2. Research the target audience:
Segmenting your target audience to personals based on psychographics or consumption moments is one way to do it – but the fault is that this can still be assumption-based. Adopting a data-driven approach to learn more about your target audience can result in insights you never thought of! Here are some ways you can research: Hard data: through analyzing your database or using machine learning algorithms Soft data: through reviewing case studies, usability testing, consumer behavior analysis, geographic or channel research
3. Develop your strategy:
The strategy to be formulated here will be derived from the objectives, choice of channels or platforms to test on, and the decision to go with organic or paid reach. Once your marketing growth experiment strategy is in place, you can then formulate a series of hypotheses, such as “Target A and Target B will convert easier on Facebook than on Instagram”. There are so many ways to formulate hypotheses and we’ve compiled a list of them here.
4. Create your content:
While creating content for an experiment, it’s important to keep in mind that only the elements to be tested are variables and all else should be rather controlled.

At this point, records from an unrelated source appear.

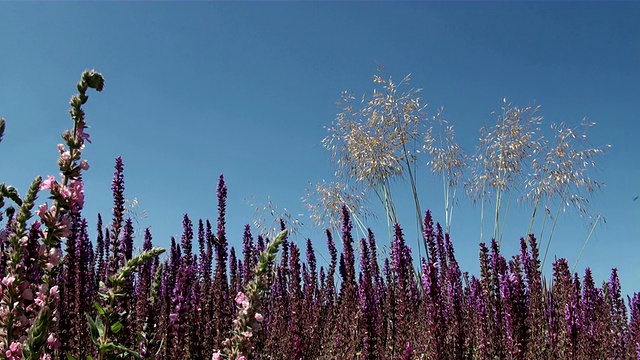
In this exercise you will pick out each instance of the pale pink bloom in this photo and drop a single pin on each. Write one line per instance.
(8, 280)
(42, 209)
(242, 300)
(82, 135)
(259, 317)
(47, 183)
(52, 342)
(65, 192)
(54, 293)
(64, 225)
(40, 299)
(27, 294)
(77, 195)
(14, 352)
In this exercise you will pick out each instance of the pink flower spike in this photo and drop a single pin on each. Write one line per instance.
(47, 184)
(82, 135)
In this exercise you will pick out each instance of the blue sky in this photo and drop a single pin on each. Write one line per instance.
(245, 89)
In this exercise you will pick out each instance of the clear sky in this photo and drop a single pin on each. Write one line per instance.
(245, 89)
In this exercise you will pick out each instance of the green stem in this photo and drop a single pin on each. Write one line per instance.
(585, 242)
(555, 222)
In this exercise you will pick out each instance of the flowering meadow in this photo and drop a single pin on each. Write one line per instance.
(65, 295)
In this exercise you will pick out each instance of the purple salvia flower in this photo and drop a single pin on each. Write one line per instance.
(234, 282)
(248, 252)
(127, 240)
(117, 188)
(260, 246)
(201, 249)
(407, 354)
(187, 238)
(572, 318)
(429, 235)
(617, 316)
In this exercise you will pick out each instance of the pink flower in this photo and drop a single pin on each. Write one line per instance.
(27, 294)
(54, 293)
(42, 209)
(77, 195)
(52, 342)
(259, 317)
(47, 184)
(14, 352)
(8, 280)
(242, 300)
(55, 254)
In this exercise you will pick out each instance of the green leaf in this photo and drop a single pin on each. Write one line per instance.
(108, 347)
(116, 327)
(100, 327)
(128, 351)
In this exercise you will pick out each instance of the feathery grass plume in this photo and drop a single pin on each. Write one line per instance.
(617, 315)
(375, 144)
(502, 157)
(562, 173)
(447, 160)
(269, 216)
(26, 337)
(324, 203)
(634, 325)
(2, 126)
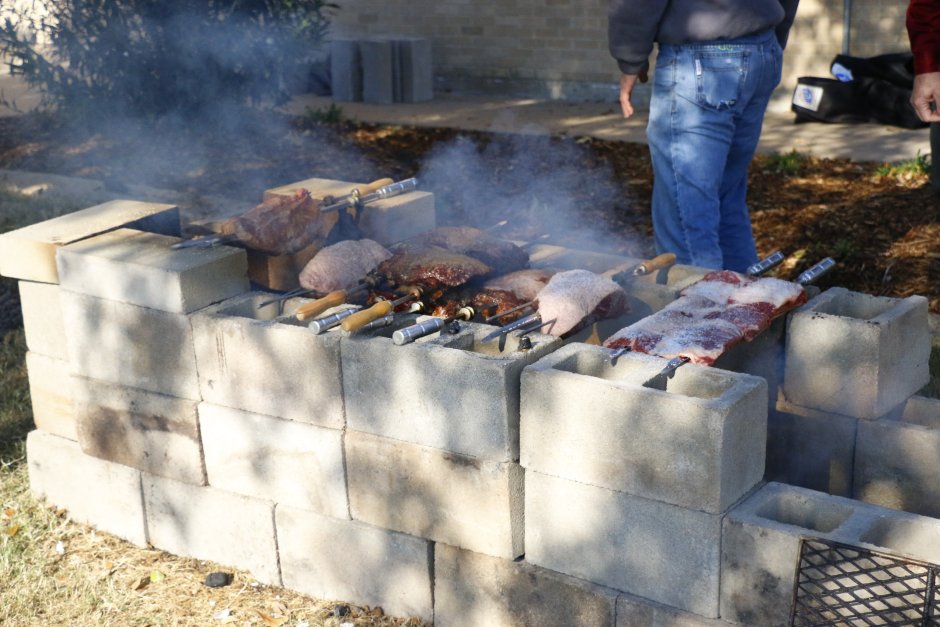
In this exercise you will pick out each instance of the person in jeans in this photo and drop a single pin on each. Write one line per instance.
(718, 63)
(923, 29)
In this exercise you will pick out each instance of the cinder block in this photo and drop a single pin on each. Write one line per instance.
(648, 548)
(856, 354)
(449, 392)
(378, 71)
(151, 432)
(343, 559)
(42, 319)
(897, 462)
(129, 345)
(430, 493)
(210, 524)
(29, 253)
(812, 449)
(345, 70)
(471, 589)
(141, 269)
(95, 492)
(761, 545)
(415, 65)
(50, 392)
(287, 462)
(699, 443)
(254, 360)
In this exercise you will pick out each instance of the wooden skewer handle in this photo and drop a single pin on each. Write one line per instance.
(364, 317)
(318, 306)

This will allow for a clearer reading of the results and allows you to attribute different results in a clearer way.
5. Distribute your media:
Although you might be tempted to share your media on multiple channels and share your work with the world, it’s critical to focus on the experimental nature of your campaign. Media distribution should be done only on the channels that you’ve selected in your strategy. It’s good to keep in mind that each channel has its guidelines and so your content should be optimized accordingly. Those beautiful cinematic horizontal videos are no good for an Instagram story!
6. Data & Results:
To assess your data, you first need to ensure that it’s statistically significant and this varies from one test to another. Once you analyze the results and cross-check them with your hypothesis, you’re ready for your next series of experiments! If you’re curious to know what we can do with your data, book a meeting here.
7. Repeat the loop!
Simply make a decision which tests to continue with and which experiments to kill by looking back at your objectives.

Now that you’re more familiar with the process itself, let’s go through the two main types of experiments. At Refreshworks, we can support you with Learning Experiments and Optimization Experiments. Do you ever wonder how your target audience or customers think of you? Ever speculated what kind of communication you should address them with? We believe those days are long gone. With a quick survey, you can collect data about your audience and tailor-make content for them. Follow through their user journey by tracking their clickthrough behavior. Optimize. Question more. Try new things. Repeat.

There’s no doubt that the growth mindset is scientific, but it’s also truly focused on having an open conversation and understanding the psychology and behavior of every individual. With these tests, you can learn so much about what works and what doesn’t. So, what do you say? Are you ready for take-off?